Major: Integrated Science and Science in Human Culture
CFS Concentration: Field Studies in Civic Engagement
I did not fully understand what I was getting myself into when starting this internship, as I imagine is often the case with new jobs, but that actually turned out to be a good thing. When I was told I would spend 80% of my time researching composting policies & case studies and 20% of my time doing all the other things that Seven Generations Ahead (SGA) does, I had very little idea what the “other things” were, but this was a good thing as well. Because, as I’ve found, not knowing preserves the element of surprise that cheers you up, keeps you engaged, and reminds you of what you are really working towards.
It just so happened that one of those “other things” was the “Food: Too Good To Waste Challenge.” This program enrolled Oak Park residents and provided them with tools that enabled them to reduce their preventable food waste at home. When one potential participant missed the informational meeting the day before, my supervisor and I met with her to explain the details of the program. But there was one problem- this mother’s babysitting arrangements had fallen through, so both her four-year-old and one-year-old daughters were along for the meeting. After it became apparent that these kids were going to be a significant distraction, I took matters into my own hands. I started talking to the four-year-old, asking her to read out loud a book that she had brought along. The older sister also started to tell me about her favorite movies. She said that she had seen Frozen recently, and I told her the only thing I knew about it was the song, Let It Go. So she sang it for me! At this point, the adults could not help but to take notice of the solo-act going on. When she was finished singing, she was so excited that she wanted to sing three more songs from Frozen for me!

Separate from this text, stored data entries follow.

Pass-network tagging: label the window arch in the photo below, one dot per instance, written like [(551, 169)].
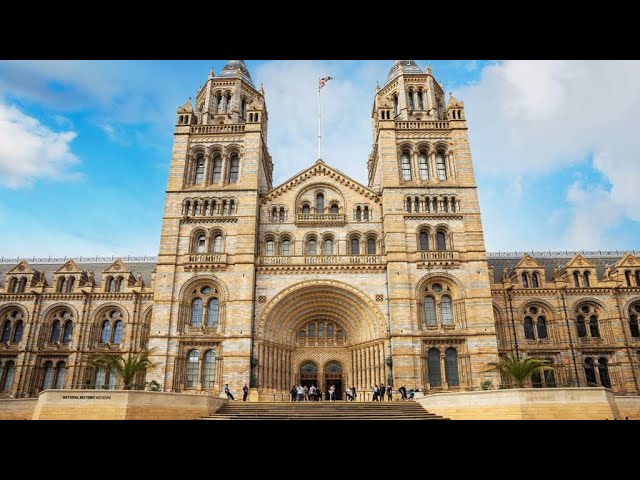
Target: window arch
[(209, 370), (371, 246), (451, 367), (440, 166), (405, 162), (193, 365), (423, 165), (234, 168), (634, 315), (312, 246), (433, 365), (603, 372), (355, 246), (199, 173), (7, 374), (320, 202)]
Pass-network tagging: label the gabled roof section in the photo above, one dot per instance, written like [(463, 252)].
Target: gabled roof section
[(628, 260), (22, 267), (117, 267), (578, 261), (69, 267), (318, 170), (527, 262)]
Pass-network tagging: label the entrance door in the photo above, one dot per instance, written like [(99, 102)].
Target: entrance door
[(333, 376)]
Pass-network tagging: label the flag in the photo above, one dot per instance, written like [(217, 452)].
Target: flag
[(322, 82)]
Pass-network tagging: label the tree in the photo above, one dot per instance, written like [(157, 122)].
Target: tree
[(127, 368), (519, 370)]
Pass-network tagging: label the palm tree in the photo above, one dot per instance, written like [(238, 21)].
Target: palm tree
[(520, 369), (125, 368)]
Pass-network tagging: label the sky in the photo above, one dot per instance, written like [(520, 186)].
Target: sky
[(85, 146)]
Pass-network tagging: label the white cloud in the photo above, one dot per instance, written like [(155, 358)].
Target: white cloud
[(30, 151), (533, 118)]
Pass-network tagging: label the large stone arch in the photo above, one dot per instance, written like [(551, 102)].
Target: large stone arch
[(330, 299)]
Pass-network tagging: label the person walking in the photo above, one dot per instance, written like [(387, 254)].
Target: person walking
[(228, 391), (245, 392)]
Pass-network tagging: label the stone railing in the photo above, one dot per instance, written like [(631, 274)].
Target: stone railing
[(322, 260), (205, 261), (321, 218), (235, 128), (419, 125)]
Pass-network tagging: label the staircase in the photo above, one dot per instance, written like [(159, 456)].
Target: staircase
[(237, 410)]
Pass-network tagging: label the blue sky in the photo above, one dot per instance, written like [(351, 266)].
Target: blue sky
[(85, 146)]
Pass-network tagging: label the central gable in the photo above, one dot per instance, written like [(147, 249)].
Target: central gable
[(323, 173)]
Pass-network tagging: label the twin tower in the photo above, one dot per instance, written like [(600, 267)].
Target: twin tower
[(322, 280)]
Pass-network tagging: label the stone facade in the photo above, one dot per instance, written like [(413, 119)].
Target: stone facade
[(320, 279)]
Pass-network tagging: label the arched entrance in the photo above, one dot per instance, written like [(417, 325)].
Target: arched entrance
[(320, 332)]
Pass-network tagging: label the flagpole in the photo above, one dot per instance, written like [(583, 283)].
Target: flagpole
[(319, 124)]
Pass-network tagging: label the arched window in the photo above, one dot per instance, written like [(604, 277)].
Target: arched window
[(17, 332), (9, 374), (542, 328), (328, 247), (55, 332), (199, 171), (451, 367), (424, 241), (528, 328), (196, 312), (593, 326), (534, 280), (430, 311), (217, 244), (633, 320), (582, 329), (312, 246), (61, 374), (589, 372), (285, 247), (47, 378), (603, 371), (234, 168), (371, 246), (446, 311), (406, 166), (68, 332), (6, 332), (433, 364), (270, 248), (209, 372), (320, 203), (117, 332), (193, 364), (424, 166), (217, 169), (355, 246), (105, 333), (213, 312), (440, 166)]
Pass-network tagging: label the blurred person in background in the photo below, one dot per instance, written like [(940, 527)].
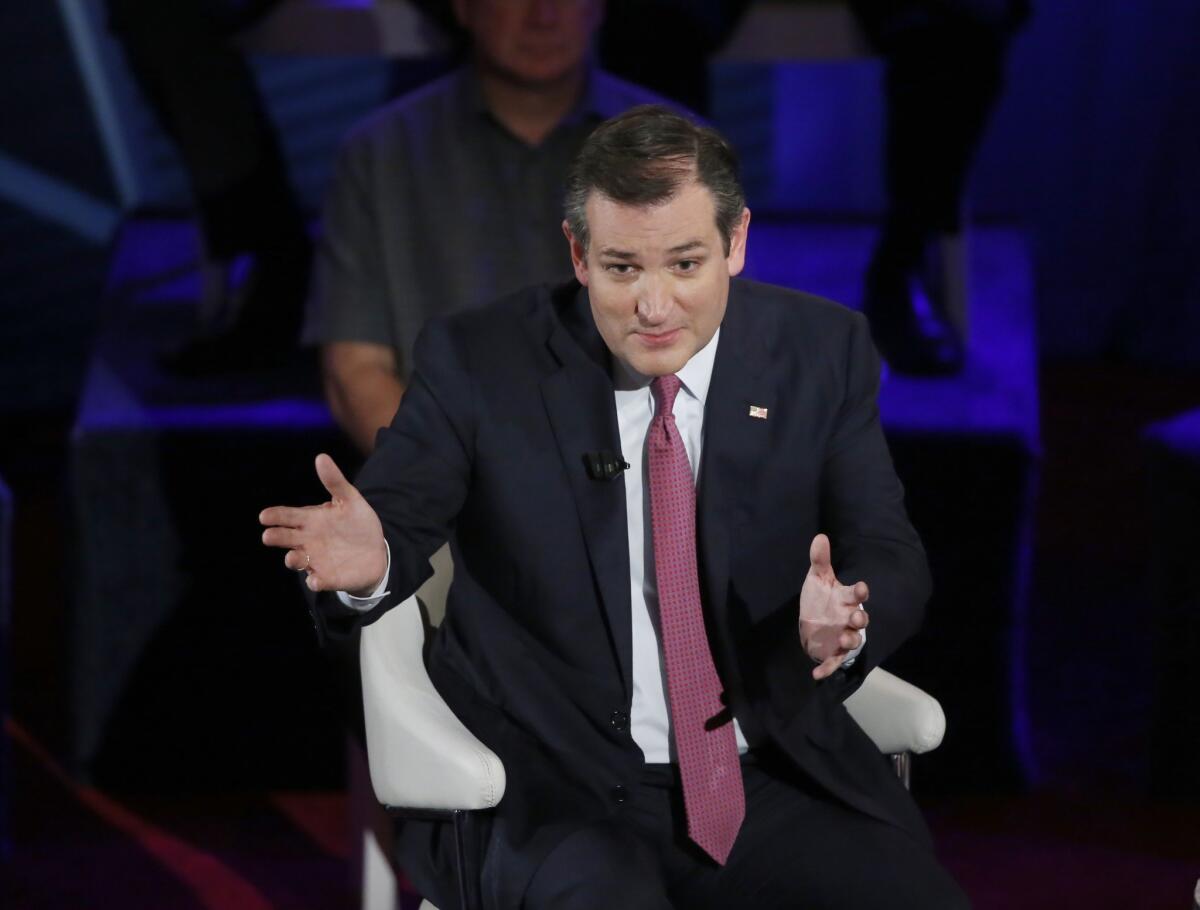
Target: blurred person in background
[(451, 196)]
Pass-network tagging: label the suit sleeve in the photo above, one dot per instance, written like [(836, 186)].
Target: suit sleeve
[(863, 512), (418, 477)]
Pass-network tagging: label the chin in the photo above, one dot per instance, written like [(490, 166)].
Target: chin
[(659, 363)]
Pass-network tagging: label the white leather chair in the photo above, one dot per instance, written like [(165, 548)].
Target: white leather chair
[(424, 761)]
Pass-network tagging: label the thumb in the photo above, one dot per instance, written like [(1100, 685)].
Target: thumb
[(819, 555), (333, 478)]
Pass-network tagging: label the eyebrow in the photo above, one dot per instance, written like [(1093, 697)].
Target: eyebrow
[(675, 250)]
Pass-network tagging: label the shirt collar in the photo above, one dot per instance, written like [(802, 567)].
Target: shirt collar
[(696, 375)]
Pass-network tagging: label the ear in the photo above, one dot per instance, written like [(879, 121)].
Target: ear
[(579, 255), (737, 257)]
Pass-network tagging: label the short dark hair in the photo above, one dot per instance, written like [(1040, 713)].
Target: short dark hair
[(643, 157)]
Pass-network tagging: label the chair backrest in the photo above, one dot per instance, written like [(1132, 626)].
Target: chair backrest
[(419, 753)]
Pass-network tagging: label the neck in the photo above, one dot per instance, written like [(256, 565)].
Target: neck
[(531, 112)]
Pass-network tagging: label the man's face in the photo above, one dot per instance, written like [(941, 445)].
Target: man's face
[(532, 42), (658, 276)]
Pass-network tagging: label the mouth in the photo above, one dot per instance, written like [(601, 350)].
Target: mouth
[(658, 340)]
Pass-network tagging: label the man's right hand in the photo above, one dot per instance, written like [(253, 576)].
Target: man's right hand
[(339, 543)]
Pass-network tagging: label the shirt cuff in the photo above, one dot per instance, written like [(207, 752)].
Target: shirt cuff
[(371, 600)]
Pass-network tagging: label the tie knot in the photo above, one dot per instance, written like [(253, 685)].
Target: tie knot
[(665, 388)]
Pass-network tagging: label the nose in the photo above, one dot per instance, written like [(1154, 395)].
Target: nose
[(653, 300)]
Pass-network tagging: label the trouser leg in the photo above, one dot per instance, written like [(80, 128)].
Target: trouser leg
[(204, 95)]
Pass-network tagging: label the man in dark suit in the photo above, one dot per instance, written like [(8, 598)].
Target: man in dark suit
[(663, 672)]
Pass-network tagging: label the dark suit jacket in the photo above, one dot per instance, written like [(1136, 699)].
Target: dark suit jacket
[(534, 653)]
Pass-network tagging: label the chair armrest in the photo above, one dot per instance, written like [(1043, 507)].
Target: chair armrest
[(419, 753), (897, 716)]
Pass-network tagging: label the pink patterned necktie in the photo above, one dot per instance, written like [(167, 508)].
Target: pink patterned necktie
[(708, 753)]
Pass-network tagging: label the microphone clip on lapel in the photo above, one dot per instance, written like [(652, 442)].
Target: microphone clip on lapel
[(604, 465)]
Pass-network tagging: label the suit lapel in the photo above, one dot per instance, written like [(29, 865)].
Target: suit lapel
[(735, 443), (582, 414)]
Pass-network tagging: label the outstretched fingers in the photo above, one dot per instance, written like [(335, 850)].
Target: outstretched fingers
[(285, 516), (283, 537), (821, 563), (333, 478)]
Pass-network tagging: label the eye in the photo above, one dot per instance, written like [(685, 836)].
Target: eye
[(619, 268)]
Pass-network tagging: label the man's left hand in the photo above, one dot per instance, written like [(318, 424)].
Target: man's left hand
[(831, 615)]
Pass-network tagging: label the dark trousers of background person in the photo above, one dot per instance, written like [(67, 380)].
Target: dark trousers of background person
[(204, 95), (945, 65), (797, 848)]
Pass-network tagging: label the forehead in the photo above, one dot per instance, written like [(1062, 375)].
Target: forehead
[(688, 215)]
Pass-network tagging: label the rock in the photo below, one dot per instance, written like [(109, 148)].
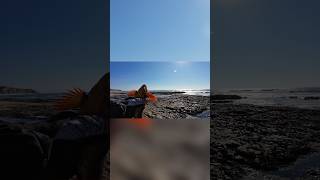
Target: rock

While it may not be immediately apparent what this experience means or why it matters, I think there is a good answer. Not only do these unexpected experiences brighten your day – who would not be delighted when they are serenaded by a four-year-old girl? – but they also connect you with people in a way that reminds you that you are working for them. In the case of SGA, which “enables communities to make the changes they need to create a sustainable future,” we are working for the community. Through our programs, we are building relationships and educating community members to achieve a sustainable future. This outgoing, four-year-old singer is exactly who SGA serves, and it was a pleasure to spend a few brief moments getting to know her.